Grade 4/Chapter 5: Factors, Multiples & Patterns
- When you find the factors of a number you can skip count by that number multiple times and arrive at the number you were finding the factors of.
- Factors refer to whole numbers only.
- Illustrative Mathematics: Locker Task (4.OA.4), Multiples of 3, 6, 7 (4.OA.5)
- Dr. Math: Different Types of Numbers, Zero & One, Divisibility Rules
Thoughts on Lessons:
- Tools: number grids and tables, Venn Diagrams
- Models: ratio table, factor rainbow, number line
- Center ideas: Divisibility Rules, Numeric & Geometric Patterns,
- Lesson 5.1: Group or partner work. Provide students with whole number products (1 – 100). Ask them to make all possible rectangular arrays each number. Have them determine which ones will take a lone time and which ones won’t. Ask them to explain why? For later use…color code your primes and composites. Make this into a center. Develop a series of questions that allow students to look for patterns. For example, ask students: “Well if we know that 3 is a factor of 12, then what else do we know?” Expected response: “12 can be divided by 3.”
- Lesson 5.2: Have students discover the divisibility rules. Expect fluencies with: 1) All numbers are divisible by 1. 2) All even numbers are divisible by two. 3) All numbers ending in 0 or 5 are divisible by five. 4) All numbers ending in 0 are divisible by ten. The focus should not be to memorize divisibility rules, but to note patterns and number relationships.
- Lesson 5.3: Other than an exploration – DO NOT TEACH. Common factors is a 6th grade standard (CCSS.MATH.CONTENT.6.NS.B.4) – Look at EngageNY – Topic F.
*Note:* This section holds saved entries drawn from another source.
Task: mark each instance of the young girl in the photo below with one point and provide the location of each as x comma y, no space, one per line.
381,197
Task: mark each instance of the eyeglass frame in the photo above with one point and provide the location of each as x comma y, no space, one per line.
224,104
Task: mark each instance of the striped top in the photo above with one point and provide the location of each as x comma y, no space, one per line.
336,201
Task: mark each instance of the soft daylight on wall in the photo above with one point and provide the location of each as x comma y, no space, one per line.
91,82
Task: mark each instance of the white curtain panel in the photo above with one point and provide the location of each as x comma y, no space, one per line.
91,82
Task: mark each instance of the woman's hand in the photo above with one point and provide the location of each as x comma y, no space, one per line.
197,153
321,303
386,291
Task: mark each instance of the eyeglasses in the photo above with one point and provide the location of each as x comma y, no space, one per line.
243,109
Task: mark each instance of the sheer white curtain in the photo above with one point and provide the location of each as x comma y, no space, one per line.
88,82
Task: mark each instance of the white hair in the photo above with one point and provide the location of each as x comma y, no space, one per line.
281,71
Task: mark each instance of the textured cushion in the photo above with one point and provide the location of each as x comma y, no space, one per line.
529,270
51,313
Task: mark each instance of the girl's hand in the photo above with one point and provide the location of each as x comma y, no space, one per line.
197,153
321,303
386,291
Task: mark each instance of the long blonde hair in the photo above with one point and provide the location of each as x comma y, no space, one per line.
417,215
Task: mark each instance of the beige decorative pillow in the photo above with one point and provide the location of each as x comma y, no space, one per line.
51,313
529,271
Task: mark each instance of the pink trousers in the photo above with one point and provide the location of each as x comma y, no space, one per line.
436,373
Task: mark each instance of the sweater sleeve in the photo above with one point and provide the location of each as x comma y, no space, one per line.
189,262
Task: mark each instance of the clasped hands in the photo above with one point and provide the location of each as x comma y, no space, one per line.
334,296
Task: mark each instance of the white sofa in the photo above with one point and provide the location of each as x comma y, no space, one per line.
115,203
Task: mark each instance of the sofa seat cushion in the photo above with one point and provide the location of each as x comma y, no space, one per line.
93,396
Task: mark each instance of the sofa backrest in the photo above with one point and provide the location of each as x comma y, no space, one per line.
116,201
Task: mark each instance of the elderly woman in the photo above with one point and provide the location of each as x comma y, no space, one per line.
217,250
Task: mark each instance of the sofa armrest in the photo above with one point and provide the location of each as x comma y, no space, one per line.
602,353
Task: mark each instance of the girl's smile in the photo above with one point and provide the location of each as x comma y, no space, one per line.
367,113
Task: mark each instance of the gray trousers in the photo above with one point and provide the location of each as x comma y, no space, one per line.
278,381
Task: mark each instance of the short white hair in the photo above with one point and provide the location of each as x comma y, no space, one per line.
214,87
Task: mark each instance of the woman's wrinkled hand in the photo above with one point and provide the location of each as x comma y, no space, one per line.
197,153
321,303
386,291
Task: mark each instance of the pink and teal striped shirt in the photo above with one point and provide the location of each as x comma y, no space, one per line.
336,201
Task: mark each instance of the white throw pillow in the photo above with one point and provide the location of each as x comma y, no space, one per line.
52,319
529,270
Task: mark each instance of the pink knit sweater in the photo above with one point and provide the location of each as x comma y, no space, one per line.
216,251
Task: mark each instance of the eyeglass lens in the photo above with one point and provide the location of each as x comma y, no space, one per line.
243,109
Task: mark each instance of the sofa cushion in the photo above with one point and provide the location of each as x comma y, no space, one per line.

- Lesson 5.4/5.5: Adjust this lesson. Centers for “Find the Multiples of…” and then guided groups to determine if a number is a factor of another number and if the number is prime or composite (Lesson 5.5). Use different strategies to determine factors and multiples. a) Make an array. b) Make a list of the multiples. 3) Use equal groups. 4) Use a divisibility rule. 5) List the factors. 6) Make a Venn Diagram. Turn exercise 17 – 20, pg. 301, into a game. Use the Venn Diagram Idea, pg. 302. Spend 2 – 3 days on this idea or build into a routine and do daily. Introduce concept of prime and composite (Lesson 5.5). Look at the Advanced Learner on pg. 306. Makes a great center. Extension: Find My Match – Same number of factors, primes or composites. Mix, Freeze, Group: Make a groups based upon the number of factors a number has, i.e. students would make a group of 6 for the number 12, because 12 has 6 factors.
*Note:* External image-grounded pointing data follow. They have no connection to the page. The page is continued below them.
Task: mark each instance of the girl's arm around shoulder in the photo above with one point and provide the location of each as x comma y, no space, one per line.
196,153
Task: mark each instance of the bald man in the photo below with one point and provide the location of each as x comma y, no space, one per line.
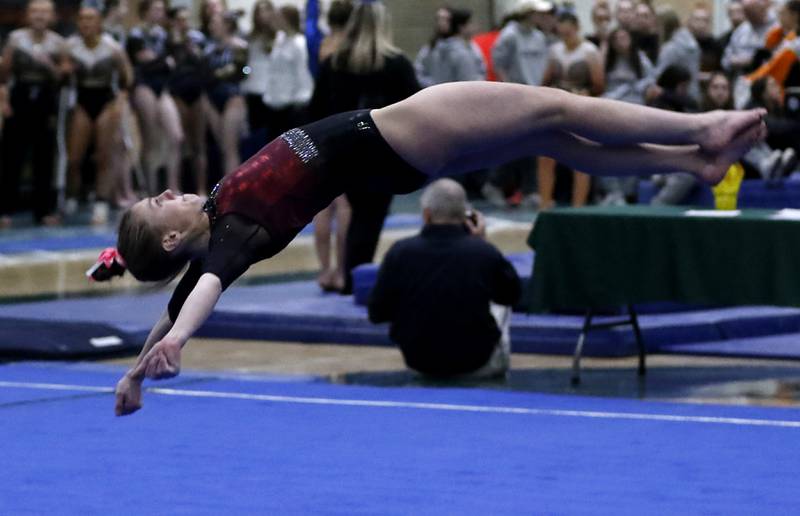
446,291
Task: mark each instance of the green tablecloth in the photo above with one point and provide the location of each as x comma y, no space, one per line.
606,257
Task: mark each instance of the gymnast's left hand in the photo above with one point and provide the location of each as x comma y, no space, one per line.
163,361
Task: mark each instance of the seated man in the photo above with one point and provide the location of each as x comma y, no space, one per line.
436,290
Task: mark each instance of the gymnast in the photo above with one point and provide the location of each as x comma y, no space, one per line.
449,129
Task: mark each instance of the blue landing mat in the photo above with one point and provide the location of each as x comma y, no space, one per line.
230,446
299,312
67,239
754,193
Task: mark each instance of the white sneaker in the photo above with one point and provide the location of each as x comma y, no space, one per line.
494,195
788,164
100,211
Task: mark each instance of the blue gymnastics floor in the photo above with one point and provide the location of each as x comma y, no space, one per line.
228,445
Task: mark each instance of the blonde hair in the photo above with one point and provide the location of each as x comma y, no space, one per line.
367,40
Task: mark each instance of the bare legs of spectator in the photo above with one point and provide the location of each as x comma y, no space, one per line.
477,125
546,178
161,133
227,128
332,278
193,119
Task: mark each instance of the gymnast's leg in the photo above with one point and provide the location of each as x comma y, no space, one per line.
437,129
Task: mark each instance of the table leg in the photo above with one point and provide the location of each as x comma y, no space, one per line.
576,359
637,332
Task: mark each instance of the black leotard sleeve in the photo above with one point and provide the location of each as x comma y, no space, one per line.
236,243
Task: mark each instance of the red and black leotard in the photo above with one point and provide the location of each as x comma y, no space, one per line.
258,209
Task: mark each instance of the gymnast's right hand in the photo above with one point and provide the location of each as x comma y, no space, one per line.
129,395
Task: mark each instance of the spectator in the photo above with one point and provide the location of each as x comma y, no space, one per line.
366,71
423,64
338,15
444,321
186,48
519,56
678,48
783,131
673,86
699,25
601,22
226,56
158,116
645,32
100,69
331,275
33,64
748,37
279,85
735,13
574,65
457,58
628,74
625,14
761,160
783,65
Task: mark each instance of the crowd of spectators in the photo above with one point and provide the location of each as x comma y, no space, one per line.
112,112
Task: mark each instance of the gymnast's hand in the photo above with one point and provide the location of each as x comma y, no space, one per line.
163,361
129,395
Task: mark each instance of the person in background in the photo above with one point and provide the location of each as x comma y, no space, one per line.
699,25
225,60
761,160
331,275
519,56
673,86
574,65
338,14
625,14
159,120
601,23
186,48
452,320
782,130
33,64
366,71
100,71
279,84
209,8
748,38
628,74
423,64
645,32
457,58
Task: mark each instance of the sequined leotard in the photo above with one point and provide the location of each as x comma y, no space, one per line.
259,208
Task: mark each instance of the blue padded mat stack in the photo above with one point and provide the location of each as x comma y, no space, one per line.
299,312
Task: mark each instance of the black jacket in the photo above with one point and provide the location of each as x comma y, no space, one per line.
435,290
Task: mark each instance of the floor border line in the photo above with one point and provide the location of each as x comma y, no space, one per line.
448,407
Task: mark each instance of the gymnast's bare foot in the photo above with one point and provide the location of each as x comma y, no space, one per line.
720,128
717,164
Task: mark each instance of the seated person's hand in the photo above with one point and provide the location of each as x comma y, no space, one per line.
129,396
476,223
163,361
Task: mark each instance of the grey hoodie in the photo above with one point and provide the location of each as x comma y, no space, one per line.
682,50
453,59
- Lesson 5.5: The Sieve of Eratosthenes – Main focus: Explain using precise mathematical language the rational behind each step. Define the word “sieve” as a strainer to filter out something. Other prime number sieves exist. Have students discover this algorithm, by asking the question how can we use the number grid to determine the prime numbers to 100. Have students come up with the questions that can be asked. See sidebar, pg. 308.
- Lesson 5.6: Determine if growth or repeating pattern. Use geometric objects, but focus on the numbers. Use the idea of the Advanced Learners on pg. 312, as a center activity. Have students create a pattern given a rule, and someone else has to continue the pattern. Make the “One Your Own” into a game or center activity. Extend the ideas on pg. 314. in the student generated work. Possible card game: Labels (composite, prime, even, square, etc.). Students are given cards that they have to get rid of by placing under a category and justifying the placement.
- Examples of Repeating (same group over and over again) and Growing Patterns (pattern increased or deceases additively or multiplicatively). Growth and Repeating patterns can happen in either direction (shrinking or decreasing or enlarging or increasing). You need a sequence of three terms to determine a pattern.
- Make an Anchor Chart of strategies for finding factor pairs. See Gr. 6 strategies for GCF
- What is the relationship between factors and multiples?
- Mix, Freeze, Group – Make a groups based upon the number of factors a number has, i.e. students would make a group of 6 for the number 12, because 12 has 6 factors.